Design highly available blob storage service
Company: Pinterest
Role: Software Engineer
Category: System Design
Difficulty: medium
Interview Round: Onsite
Design a large-scale, highly available blob storage service similar to Amazon S3. The service should allow clients to store, retrieve, and delete arbitrarily sized binary objects (blobs) identified by keys.
Clarify and handle at least the following aspects in your design:
- Functional APIs (for example: create bucket, put object, get object, delete object, list objects in a bucket).
- Non-functional requirements: scalability to billions of objects, high availability, very high durability, and reasonable latency.
- Data model for buckets, objects, and metadata.
- Overall high-level architecture (front-end/API layer, metadata management, storage nodes, background services).
- How you partition and route traffic and data so the system can scale horizontally.
- How you achieve durability and fault tolerance (for example, replication or erasure coding across machines and data centers, handling node or rack failures, background repair).
- Consistency model (for example, eventual vs stronger guarantees) and how reads and writes flow through the system.

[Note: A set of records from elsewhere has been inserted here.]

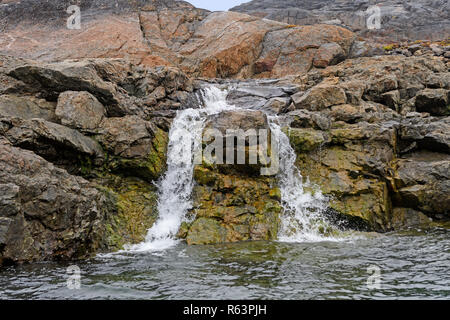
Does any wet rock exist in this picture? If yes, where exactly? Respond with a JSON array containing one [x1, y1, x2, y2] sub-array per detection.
[[186, 169, 281, 245], [290, 118, 400, 231], [185, 109, 281, 244], [186, 218, 227, 245], [0, 54, 196, 263], [391, 208, 433, 229], [95, 175, 159, 251], [202, 110, 272, 175], [392, 153, 449, 218], [227, 85, 288, 100], [285, 128, 327, 153]]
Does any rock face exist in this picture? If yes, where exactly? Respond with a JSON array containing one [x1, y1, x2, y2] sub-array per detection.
[[0, 54, 193, 265], [0, 138, 109, 265], [279, 53, 450, 231], [196, 52, 449, 232], [0, 0, 356, 78], [231, 0, 450, 43]]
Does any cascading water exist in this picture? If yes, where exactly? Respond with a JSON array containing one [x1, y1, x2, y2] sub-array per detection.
[[127, 86, 235, 252], [127, 85, 340, 253], [269, 120, 337, 242]]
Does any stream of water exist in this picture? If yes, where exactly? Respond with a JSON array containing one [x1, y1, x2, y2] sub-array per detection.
[[1, 228, 448, 299]]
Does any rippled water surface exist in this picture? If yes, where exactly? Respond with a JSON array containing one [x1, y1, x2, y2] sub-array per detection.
[[1, 227, 449, 300]]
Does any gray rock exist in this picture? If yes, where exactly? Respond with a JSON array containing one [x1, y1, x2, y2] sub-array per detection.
[[415, 89, 449, 116], [391, 207, 432, 229], [0, 138, 111, 264], [231, 0, 450, 43], [393, 153, 450, 217], [263, 97, 291, 114], [407, 44, 422, 54], [382, 90, 401, 111], [399, 116, 450, 154], [430, 45, 444, 56], [0, 117, 104, 167], [203, 110, 273, 175], [56, 91, 106, 131], [0, 94, 56, 121], [287, 109, 331, 130], [4, 56, 193, 118], [96, 115, 168, 181], [227, 85, 288, 100]]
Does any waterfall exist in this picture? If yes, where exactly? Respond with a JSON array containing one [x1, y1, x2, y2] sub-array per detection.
[[127, 84, 338, 253], [269, 119, 336, 242], [127, 86, 235, 252]]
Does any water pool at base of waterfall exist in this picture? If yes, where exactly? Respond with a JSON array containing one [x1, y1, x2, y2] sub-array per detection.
[[1, 227, 449, 300]]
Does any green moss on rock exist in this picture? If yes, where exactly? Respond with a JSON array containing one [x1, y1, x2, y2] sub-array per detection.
[[115, 128, 168, 182], [186, 165, 282, 245], [186, 218, 227, 245], [98, 175, 159, 251], [284, 127, 326, 153]]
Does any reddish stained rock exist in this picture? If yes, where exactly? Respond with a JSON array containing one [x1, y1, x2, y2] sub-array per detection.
[[0, 1, 356, 79], [313, 42, 346, 68]]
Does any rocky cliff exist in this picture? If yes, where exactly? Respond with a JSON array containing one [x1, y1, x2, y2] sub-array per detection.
[[0, 0, 449, 265], [0, 0, 356, 78], [231, 0, 450, 43]]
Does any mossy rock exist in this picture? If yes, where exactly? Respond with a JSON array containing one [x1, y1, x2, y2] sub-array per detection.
[[293, 147, 391, 232], [284, 127, 326, 153], [188, 163, 282, 245], [176, 221, 191, 239], [269, 187, 281, 201], [186, 218, 227, 245], [249, 211, 280, 240], [98, 175, 159, 251], [194, 166, 217, 186], [110, 128, 169, 182]]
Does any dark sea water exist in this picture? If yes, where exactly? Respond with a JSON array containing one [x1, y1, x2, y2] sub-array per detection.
[[0, 227, 449, 300]]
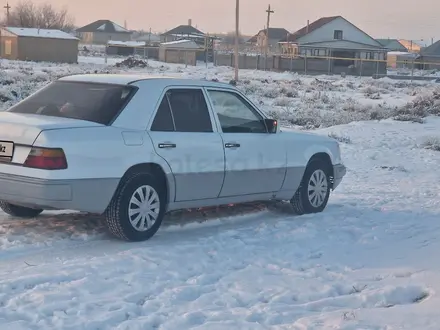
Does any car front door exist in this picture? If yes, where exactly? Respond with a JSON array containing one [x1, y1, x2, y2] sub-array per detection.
[[148, 87, 225, 202], [205, 88, 287, 197]]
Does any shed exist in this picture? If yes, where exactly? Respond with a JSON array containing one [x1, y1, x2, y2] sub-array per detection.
[[386, 51, 417, 69], [0, 27, 79, 63], [159, 39, 200, 65]]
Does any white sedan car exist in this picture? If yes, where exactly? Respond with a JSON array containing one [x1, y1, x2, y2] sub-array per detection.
[[0, 74, 346, 241]]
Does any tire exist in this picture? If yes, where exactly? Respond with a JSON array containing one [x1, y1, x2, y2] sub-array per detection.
[[0, 201, 43, 218], [105, 172, 166, 242], [290, 159, 331, 215]]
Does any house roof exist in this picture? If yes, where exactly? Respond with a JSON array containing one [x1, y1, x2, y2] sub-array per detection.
[[4, 27, 78, 40], [76, 20, 130, 33], [160, 39, 201, 49], [420, 40, 440, 56], [279, 16, 339, 42], [376, 38, 396, 47], [376, 38, 407, 50], [161, 25, 205, 37], [248, 28, 290, 42]]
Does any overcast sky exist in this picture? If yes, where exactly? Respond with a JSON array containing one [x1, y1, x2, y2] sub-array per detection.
[[9, 0, 440, 42]]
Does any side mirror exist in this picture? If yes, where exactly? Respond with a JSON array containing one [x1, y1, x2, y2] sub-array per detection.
[[264, 118, 278, 133]]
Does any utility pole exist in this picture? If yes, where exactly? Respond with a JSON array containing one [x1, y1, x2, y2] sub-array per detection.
[[265, 4, 274, 69], [234, 0, 239, 81], [4, 2, 10, 26]]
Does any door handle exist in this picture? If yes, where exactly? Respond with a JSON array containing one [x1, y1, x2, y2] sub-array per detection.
[[158, 143, 176, 148], [225, 143, 240, 148]]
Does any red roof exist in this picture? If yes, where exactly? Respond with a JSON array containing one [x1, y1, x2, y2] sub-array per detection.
[[280, 16, 340, 42]]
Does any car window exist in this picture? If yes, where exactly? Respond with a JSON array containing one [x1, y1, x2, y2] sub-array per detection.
[[207, 90, 267, 133], [166, 89, 213, 133], [151, 97, 175, 131], [7, 81, 136, 125]]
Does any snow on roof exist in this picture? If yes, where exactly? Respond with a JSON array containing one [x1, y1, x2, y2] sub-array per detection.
[[107, 40, 146, 47], [4, 27, 78, 40], [160, 39, 201, 49], [97, 21, 127, 33], [169, 33, 205, 38], [387, 51, 417, 57]]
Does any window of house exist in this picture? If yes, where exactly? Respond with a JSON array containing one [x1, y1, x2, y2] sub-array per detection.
[[313, 49, 320, 57], [4, 40, 11, 55], [334, 30, 343, 40], [166, 89, 213, 132], [207, 90, 267, 133], [365, 52, 374, 60]]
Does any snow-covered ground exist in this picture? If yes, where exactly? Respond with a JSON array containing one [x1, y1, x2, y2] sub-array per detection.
[[0, 57, 440, 329]]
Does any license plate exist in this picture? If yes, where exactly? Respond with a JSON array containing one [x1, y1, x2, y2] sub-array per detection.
[[0, 141, 14, 161]]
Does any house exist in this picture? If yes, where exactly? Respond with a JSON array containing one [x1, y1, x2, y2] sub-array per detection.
[[376, 39, 408, 52], [247, 28, 290, 53], [417, 41, 440, 70], [398, 39, 422, 53], [386, 51, 417, 69], [161, 20, 205, 44], [159, 39, 200, 65], [278, 16, 387, 75], [76, 20, 132, 44], [0, 27, 79, 63], [133, 33, 161, 46]]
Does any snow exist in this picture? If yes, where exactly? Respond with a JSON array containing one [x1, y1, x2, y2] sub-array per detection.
[[4, 27, 78, 40], [96, 22, 128, 33], [1, 56, 440, 328], [160, 39, 201, 49], [387, 51, 418, 57], [107, 40, 146, 47]]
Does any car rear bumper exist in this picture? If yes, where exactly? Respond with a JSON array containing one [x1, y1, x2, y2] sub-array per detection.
[[332, 164, 346, 189], [0, 173, 119, 214]]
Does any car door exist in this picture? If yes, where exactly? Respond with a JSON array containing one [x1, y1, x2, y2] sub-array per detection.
[[148, 87, 225, 202], [205, 88, 287, 197]]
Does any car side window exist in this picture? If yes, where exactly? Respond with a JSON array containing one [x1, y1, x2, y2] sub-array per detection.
[[207, 90, 267, 133], [166, 89, 213, 133], [151, 97, 175, 131]]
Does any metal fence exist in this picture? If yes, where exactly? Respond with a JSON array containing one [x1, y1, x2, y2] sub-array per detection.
[[82, 43, 440, 80]]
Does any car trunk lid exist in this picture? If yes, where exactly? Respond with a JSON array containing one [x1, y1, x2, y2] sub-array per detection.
[[0, 112, 104, 146]]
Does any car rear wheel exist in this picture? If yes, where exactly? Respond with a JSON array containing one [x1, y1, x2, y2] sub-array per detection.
[[105, 172, 166, 241], [0, 201, 43, 218], [290, 160, 331, 215]]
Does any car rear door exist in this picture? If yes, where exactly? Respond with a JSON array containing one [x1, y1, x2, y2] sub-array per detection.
[[147, 87, 225, 202], [205, 88, 287, 197]]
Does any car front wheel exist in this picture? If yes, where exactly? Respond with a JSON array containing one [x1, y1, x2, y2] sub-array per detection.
[[105, 172, 166, 241], [290, 160, 331, 215], [0, 201, 43, 218]]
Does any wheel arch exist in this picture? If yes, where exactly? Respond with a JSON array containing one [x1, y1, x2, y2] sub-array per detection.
[[307, 152, 334, 187], [121, 163, 172, 203]]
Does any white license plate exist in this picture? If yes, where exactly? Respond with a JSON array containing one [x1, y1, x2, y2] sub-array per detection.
[[0, 141, 14, 159]]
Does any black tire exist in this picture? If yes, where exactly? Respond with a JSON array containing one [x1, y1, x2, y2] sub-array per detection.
[[0, 201, 43, 218], [104, 172, 166, 242], [290, 159, 331, 215]]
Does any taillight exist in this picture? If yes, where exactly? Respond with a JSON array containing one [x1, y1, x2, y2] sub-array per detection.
[[23, 147, 67, 170]]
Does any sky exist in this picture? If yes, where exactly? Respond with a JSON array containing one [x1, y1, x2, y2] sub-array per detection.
[[6, 0, 440, 42]]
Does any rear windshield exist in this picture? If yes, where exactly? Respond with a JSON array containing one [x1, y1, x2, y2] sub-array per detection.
[[7, 81, 136, 125]]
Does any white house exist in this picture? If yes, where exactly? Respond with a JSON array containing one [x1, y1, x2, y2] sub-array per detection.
[[279, 16, 387, 66]]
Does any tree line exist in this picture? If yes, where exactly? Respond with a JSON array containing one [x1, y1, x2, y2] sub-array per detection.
[[3, 0, 75, 32]]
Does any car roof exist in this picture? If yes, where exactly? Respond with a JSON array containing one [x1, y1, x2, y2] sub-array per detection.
[[58, 74, 236, 89]]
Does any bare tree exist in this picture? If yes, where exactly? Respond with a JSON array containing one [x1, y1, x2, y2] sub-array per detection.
[[5, 0, 75, 31], [222, 31, 246, 46]]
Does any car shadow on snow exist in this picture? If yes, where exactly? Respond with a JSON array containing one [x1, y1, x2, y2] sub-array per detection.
[[0, 202, 439, 253], [0, 202, 299, 244]]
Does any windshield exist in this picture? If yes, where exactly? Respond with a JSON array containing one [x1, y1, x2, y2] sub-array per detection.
[[7, 81, 137, 125]]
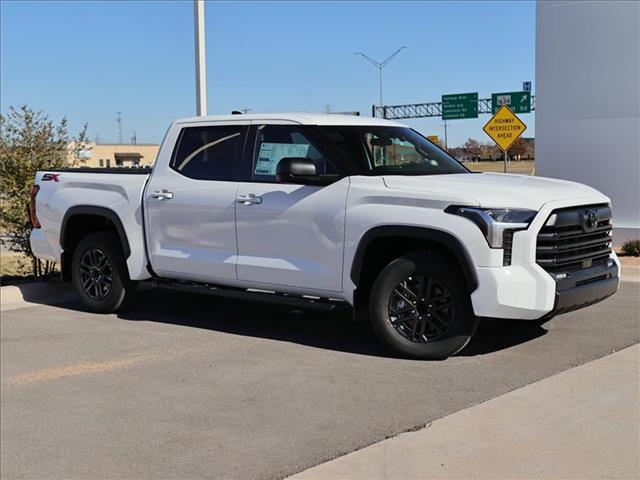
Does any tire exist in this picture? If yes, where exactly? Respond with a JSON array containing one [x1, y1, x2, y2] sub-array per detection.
[[369, 252, 478, 360], [72, 231, 135, 313]]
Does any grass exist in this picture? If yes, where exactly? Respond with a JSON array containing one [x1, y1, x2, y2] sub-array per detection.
[[1, 251, 32, 277], [1, 251, 59, 283], [463, 159, 535, 175]]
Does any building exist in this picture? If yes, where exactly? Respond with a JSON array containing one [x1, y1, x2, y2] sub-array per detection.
[[73, 143, 160, 168], [536, 0, 639, 244]]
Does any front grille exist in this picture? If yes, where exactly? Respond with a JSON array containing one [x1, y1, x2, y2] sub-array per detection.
[[536, 204, 612, 274]]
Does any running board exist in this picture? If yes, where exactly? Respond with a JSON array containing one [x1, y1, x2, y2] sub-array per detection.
[[150, 279, 348, 312]]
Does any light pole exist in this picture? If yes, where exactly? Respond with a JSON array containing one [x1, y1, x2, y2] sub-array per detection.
[[354, 47, 407, 107], [194, 0, 207, 116]]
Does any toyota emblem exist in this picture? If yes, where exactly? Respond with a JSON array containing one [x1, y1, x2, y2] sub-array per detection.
[[581, 210, 598, 232]]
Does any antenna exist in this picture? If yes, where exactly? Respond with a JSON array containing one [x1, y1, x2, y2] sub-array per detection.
[[117, 112, 122, 144]]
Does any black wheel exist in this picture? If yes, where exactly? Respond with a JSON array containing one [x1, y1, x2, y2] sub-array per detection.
[[72, 231, 135, 313], [369, 252, 478, 359]]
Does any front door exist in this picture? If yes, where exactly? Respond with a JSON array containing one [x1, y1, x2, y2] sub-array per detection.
[[145, 123, 245, 284], [235, 124, 348, 293]]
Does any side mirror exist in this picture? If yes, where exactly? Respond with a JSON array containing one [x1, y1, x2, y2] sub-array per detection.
[[276, 157, 318, 184]]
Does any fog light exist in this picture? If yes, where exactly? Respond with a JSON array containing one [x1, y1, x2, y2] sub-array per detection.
[[555, 273, 567, 280], [607, 258, 615, 266]]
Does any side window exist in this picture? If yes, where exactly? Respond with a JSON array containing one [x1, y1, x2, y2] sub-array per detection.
[[171, 125, 242, 180], [365, 132, 438, 168], [252, 125, 338, 182]]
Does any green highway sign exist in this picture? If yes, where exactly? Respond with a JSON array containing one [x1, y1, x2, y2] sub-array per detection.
[[492, 91, 531, 114], [442, 93, 478, 120]]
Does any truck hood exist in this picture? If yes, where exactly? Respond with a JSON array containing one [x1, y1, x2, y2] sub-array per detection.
[[382, 173, 607, 210]]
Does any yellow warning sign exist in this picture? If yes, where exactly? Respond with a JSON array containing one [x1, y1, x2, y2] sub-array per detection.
[[427, 135, 440, 144], [483, 105, 527, 151]]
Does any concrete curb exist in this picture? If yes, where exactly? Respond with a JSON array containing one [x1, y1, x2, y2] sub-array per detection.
[[621, 264, 640, 282], [0, 281, 76, 311]]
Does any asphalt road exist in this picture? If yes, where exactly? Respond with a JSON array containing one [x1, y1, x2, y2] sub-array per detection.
[[1, 282, 639, 479]]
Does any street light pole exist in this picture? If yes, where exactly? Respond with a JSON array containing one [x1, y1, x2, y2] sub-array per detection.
[[379, 66, 383, 108], [354, 47, 407, 108], [194, 0, 207, 116]]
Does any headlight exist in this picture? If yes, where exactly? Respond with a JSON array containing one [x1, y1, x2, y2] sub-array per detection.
[[445, 206, 537, 248]]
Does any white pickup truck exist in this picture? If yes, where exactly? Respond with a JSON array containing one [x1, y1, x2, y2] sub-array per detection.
[[30, 113, 619, 359]]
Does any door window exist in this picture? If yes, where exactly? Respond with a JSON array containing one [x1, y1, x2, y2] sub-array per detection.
[[171, 125, 242, 180], [252, 125, 338, 182]]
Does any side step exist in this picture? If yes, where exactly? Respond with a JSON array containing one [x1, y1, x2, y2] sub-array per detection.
[[150, 279, 348, 312]]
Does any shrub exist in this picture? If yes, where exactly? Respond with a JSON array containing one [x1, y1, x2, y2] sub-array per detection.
[[1, 105, 89, 276], [621, 239, 640, 257]]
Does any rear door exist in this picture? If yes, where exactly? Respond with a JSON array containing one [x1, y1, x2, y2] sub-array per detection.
[[235, 123, 349, 293], [145, 123, 246, 283]]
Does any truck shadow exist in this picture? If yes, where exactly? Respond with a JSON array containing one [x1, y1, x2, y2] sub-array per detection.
[[108, 288, 547, 359], [461, 318, 548, 356]]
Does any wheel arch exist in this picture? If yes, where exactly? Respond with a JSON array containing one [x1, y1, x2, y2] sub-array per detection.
[[60, 206, 131, 280], [350, 226, 478, 293]]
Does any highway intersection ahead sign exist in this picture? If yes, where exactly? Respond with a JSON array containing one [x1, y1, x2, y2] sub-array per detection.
[[483, 105, 527, 151]]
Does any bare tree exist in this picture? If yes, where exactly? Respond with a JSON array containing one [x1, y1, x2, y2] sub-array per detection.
[[463, 138, 482, 160], [508, 137, 533, 160]]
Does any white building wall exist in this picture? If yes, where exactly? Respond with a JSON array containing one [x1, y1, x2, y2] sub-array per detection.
[[536, 0, 639, 244]]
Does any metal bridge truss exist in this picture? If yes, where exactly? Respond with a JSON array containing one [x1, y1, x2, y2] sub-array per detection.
[[373, 96, 535, 119]]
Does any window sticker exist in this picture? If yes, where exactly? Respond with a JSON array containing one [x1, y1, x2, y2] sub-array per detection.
[[255, 143, 310, 175]]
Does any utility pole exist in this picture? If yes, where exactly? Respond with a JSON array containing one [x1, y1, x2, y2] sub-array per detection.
[[194, 0, 207, 116], [354, 47, 407, 107], [117, 112, 122, 144], [443, 120, 448, 151]]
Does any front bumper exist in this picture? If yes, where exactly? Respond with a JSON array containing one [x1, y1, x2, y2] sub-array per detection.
[[471, 258, 619, 320], [471, 262, 557, 319], [543, 261, 619, 318]]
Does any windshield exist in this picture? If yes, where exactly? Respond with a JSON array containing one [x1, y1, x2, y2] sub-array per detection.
[[317, 126, 469, 176]]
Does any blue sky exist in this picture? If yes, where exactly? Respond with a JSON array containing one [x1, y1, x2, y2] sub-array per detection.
[[1, 0, 535, 147]]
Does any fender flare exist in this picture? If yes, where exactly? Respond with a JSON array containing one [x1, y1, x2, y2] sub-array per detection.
[[349, 225, 478, 292], [60, 205, 131, 258]]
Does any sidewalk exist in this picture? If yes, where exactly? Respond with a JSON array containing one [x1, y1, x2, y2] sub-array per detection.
[[290, 344, 640, 480], [0, 281, 76, 311]]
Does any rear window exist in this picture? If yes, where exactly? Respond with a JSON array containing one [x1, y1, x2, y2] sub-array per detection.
[[170, 125, 242, 181]]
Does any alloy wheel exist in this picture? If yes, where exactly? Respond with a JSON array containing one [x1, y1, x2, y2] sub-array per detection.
[[387, 275, 455, 343], [79, 248, 113, 300]]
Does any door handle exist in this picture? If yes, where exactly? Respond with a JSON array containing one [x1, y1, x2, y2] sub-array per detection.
[[151, 189, 174, 200], [236, 193, 262, 205]]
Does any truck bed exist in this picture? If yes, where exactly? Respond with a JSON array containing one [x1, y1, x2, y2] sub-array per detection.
[[30, 168, 152, 281], [48, 167, 152, 174]]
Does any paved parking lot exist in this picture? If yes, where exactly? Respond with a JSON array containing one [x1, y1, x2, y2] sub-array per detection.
[[1, 282, 639, 479]]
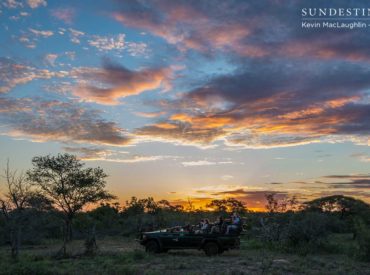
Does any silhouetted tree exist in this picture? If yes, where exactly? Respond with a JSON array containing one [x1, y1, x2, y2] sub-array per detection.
[[207, 198, 247, 214], [207, 199, 227, 213], [0, 160, 32, 260], [305, 195, 370, 239], [186, 197, 195, 212], [27, 154, 115, 257], [157, 200, 172, 210], [305, 195, 370, 218], [157, 200, 183, 212], [265, 193, 299, 213]]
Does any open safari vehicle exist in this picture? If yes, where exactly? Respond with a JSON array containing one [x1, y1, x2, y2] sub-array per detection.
[[138, 223, 243, 256]]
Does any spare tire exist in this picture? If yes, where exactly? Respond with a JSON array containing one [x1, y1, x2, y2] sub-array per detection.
[[204, 242, 219, 256]]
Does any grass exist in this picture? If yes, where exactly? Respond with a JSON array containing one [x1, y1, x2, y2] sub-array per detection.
[[1, 235, 369, 275]]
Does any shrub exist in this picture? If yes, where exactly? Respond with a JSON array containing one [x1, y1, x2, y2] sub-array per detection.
[[281, 212, 330, 248], [258, 213, 292, 243], [257, 212, 331, 252], [354, 218, 370, 261]]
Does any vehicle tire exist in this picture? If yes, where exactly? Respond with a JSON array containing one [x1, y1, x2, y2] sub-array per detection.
[[145, 240, 160, 253], [161, 248, 169, 253], [218, 249, 224, 255], [204, 242, 219, 256]]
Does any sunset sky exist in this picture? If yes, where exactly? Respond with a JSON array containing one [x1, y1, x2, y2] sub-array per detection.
[[0, 0, 369, 211]]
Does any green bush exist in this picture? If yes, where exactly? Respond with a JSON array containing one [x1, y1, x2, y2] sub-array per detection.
[[282, 212, 330, 247], [258, 212, 292, 243], [258, 212, 332, 253], [354, 218, 370, 261]]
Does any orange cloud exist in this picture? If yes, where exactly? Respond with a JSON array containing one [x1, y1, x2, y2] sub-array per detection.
[[72, 63, 172, 105], [136, 92, 365, 148], [170, 113, 234, 129]]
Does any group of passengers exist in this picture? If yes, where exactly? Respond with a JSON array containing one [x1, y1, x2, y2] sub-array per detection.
[[195, 212, 241, 235]]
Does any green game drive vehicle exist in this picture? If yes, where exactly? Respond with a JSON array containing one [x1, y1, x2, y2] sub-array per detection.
[[138, 227, 241, 256]]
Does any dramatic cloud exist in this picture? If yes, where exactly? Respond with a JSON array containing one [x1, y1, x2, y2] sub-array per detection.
[[136, 59, 370, 148], [5, 1, 370, 149], [112, 0, 370, 60], [112, 0, 253, 55], [0, 97, 131, 146], [3, 0, 370, 208], [72, 61, 172, 104]]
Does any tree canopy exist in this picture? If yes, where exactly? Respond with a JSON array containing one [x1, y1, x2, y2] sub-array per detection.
[[304, 195, 370, 219], [27, 154, 115, 218], [207, 198, 247, 213], [26, 153, 115, 255]]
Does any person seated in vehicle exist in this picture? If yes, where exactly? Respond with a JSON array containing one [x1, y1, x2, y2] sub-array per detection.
[[194, 219, 204, 234], [183, 223, 193, 233], [210, 216, 224, 234], [226, 212, 241, 234], [170, 226, 182, 233], [201, 219, 210, 233]]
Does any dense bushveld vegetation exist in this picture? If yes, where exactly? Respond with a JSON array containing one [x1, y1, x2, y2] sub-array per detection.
[[1, 154, 370, 273]]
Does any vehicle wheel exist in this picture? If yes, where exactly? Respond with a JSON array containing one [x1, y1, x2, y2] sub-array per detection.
[[218, 249, 224, 255], [204, 242, 219, 256], [145, 240, 160, 253]]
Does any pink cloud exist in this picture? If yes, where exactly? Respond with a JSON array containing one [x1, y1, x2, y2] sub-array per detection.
[[51, 8, 75, 24], [112, 2, 252, 55], [72, 62, 173, 105]]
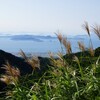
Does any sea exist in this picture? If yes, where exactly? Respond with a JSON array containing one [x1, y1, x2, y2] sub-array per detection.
[[0, 33, 100, 57]]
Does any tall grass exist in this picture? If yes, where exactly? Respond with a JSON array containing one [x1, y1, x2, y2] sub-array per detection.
[[0, 22, 100, 100]]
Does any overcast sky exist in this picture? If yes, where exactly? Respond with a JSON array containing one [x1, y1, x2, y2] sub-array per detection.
[[0, 0, 100, 35]]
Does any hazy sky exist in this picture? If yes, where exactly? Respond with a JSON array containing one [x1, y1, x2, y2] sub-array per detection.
[[0, 0, 100, 35]]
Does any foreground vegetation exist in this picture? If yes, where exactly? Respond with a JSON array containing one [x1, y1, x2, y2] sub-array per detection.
[[0, 22, 100, 100]]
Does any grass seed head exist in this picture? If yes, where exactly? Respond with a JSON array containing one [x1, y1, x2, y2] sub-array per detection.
[[88, 47, 95, 56], [2, 62, 20, 77], [73, 56, 79, 63], [27, 57, 40, 69], [92, 24, 100, 39], [78, 41, 85, 52], [82, 21, 90, 37], [62, 37, 72, 54], [0, 62, 20, 85], [66, 41, 72, 54], [0, 75, 11, 85], [55, 33, 63, 43], [19, 49, 28, 61]]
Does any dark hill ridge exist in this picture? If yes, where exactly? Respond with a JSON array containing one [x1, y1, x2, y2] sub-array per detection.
[[0, 50, 51, 75], [0, 50, 51, 90], [0, 50, 33, 75], [0, 47, 99, 75], [0, 47, 100, 91], [0, 50, 34, 91]]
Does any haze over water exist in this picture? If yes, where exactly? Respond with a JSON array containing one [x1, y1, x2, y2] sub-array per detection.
[[0, 33, 99, 57]]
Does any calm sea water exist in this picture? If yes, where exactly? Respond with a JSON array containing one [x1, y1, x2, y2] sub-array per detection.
[[0, 34, 99, 57]]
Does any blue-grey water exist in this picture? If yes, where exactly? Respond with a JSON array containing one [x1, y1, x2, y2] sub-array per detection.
[[0, 34, 100, 57]]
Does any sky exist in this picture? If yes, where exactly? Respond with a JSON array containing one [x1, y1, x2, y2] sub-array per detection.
[[0, 0, 100, 35]]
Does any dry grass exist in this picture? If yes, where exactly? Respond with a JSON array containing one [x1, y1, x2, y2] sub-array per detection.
[[92, 24, 100, 39], [19, 50, 40, 69], [82, 21, 90, 37], [0, 62, 20, 85], [19, 49, 28, 61], [55, 32, 63, 43], [27, 57, 40, 69], [88, 47, 95, 56], [62, 37, 72, 54], [78, 41, 85, 52], [55, 33, 72, 54]]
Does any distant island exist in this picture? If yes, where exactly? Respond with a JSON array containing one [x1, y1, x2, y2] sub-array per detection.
[[0, 34, 56, 42]]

- How uploads and downloads work for very large objects (for example, multipart upload, range reads).
- Security and access control at a high level (authentication, authorization, encryption in transit and at rest).
- Monitoring, metrics, and capacity planning considerations.
Walk through the main data flows (a typical write/PUT and a typical read/GET), explain key trade-offs in your design, and justify the choices you make.
Quick Answer: This question evaluates a candidate's competency in designing scalable, durable, and highly available blob/object storage systems, encompassing distributed systems architecture, data modeling for buckets and objects, metadata management, partitioning and routing, fault tolerance strategies, consistency models, large-object transfer patterns, security controls, and operational concerns like monitoring and capacity planning. Commonly asked in the System Design domain to assess practical application of architectural patterns and trade-offs—horizontal scalability, durability versus latency, consistency guarantees, and operational resilience—it primarily tests practical system-design skills grounded in conceptual understanding of distributed systems.